1.4.1 La sélection des indigents

1.4.1.1 La définition de l’indigence

L’indigence est difficile à définir à cause de son caractère multidimensionnel (Stierle et al., 1999). Elle revêt à la fois des aspects sociaux et des aspects économiques : « elle cumule de

façon interdépendante pauvreté et exclusion sociale » (Stierle et al., 1999). Le PNUD a défini

l’indigence comme étant l’extrême pauvreté. Une personne extrêmement pauvre au Burkina Faso vit avec un revenu inférieur à 42 000FCFA (100$) par année (PNUD, 1998).

Dans le secteur de la santé, certains auteurs comme De La Rocque et Galland (de la Rocque & Galland, 1995) ont défini l’indigence comme pouvant être une situation temporaire ou permanente. Les indigents sont les personnes qui sont exclues des soins parce qu’elles n’ont pas la capacité de payer les frais médicaux pour diverses raisons. Dans ces conditions, une personne non indigente pourrait se retrouver dans une situation d’indigence de façon temporaire.

Dans les centres hospitaliers régionaux du Burkina Faso, les agents de santé et des services sociaux ont des définitions variables de l’indigence (Ridde & Sombie, 2012; Schoemaker-Marcotte, Kadio, & Somé, 2010). Les infirmiers et infirmières la définissent comme le fait d’être malade sans soutien tout en étant une victime de la société (Ridde & Sombie, 2012). Les sages-femmes pensent plutôt que les indigents sont les personnes pauvres handicapées, malades et sans soutien (Ridde & Sombie, 2012). Les agents de santé en formation désignent les personnes âgées handicapées sans soutien familial comme étant les indigents (Ridde & Sombie, 2012). Les agents sociaux quant à eux, mettent en avant la vulnérabilité associée à la maladie et au handicap, le fait d’être exclu ou victime d’un désastre (Ridde & Sombie, 2012), ou encore le fait d’être dans une extrême pauvreté incapable de s’en sortir par soi-même (Schoemaker-Marcotte et al., 2010). Toutefois, tous convergent vers les difficultés d’ordre économique et les critères sociaux.

Au Ministère de l’Action Sociale et de la Solidarité Nationale du Burkina Faso, le comité de réflexion sur l’indigence l’a défini comme « un état de manque, de façon permanente ou définitive, de sources de revenus, lié à des facteurs structurels et/ou conjoncturels tels que la personne concernée ne dispose pas de moyens personnels ou intra familiaux pour satisfaire à ses besoins fondamentaux sans l’aide de tiers » (Ministère de l'Action Sociale et de la Solidartié Nationale du Burkina Faso MASSN, 2010).
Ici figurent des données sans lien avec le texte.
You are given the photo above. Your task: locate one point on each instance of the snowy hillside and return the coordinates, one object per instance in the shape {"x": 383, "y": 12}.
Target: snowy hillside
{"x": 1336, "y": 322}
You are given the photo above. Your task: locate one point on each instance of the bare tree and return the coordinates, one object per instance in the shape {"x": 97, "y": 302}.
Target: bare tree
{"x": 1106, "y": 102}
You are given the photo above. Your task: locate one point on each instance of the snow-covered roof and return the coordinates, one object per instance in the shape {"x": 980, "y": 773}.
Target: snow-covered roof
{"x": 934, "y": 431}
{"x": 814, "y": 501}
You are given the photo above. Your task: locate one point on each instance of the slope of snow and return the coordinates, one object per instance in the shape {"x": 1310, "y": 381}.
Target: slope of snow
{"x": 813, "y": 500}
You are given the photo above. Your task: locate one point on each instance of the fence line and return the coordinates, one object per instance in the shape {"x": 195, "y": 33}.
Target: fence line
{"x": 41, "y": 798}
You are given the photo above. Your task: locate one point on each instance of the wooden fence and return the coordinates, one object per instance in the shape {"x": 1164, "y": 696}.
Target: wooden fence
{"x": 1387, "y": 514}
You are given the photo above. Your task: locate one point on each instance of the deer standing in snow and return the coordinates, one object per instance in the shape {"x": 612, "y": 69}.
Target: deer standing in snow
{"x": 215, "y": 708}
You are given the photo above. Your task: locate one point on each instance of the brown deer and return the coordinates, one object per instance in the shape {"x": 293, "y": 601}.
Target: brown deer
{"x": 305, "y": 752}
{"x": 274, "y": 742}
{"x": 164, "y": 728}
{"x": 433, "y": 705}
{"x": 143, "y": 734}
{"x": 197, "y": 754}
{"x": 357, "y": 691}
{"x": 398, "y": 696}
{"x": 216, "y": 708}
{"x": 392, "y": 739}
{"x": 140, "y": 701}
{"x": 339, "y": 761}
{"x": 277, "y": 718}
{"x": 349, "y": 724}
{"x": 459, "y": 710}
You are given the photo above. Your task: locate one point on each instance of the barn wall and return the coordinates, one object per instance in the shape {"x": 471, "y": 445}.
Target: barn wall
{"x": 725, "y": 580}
Dans le cadre d’une recherche-action menée au Burkina Faso, les chercheurs, en accord avec les Comités Villageois de Sélection (CVS) et les agents de santé, ont élaboré en consensus une définition de l’indigent dans le but de les sélectionner pour une intervention. Pour les CVS, l’indigent est « une personne extrêmement défavorisée socialement et économiquement, incapable de se prendre en charge et dépourvue de ressources internes ou externes » (Ridde et al., 2009). Cette définition est celle qui est retenue pour la présente thèse.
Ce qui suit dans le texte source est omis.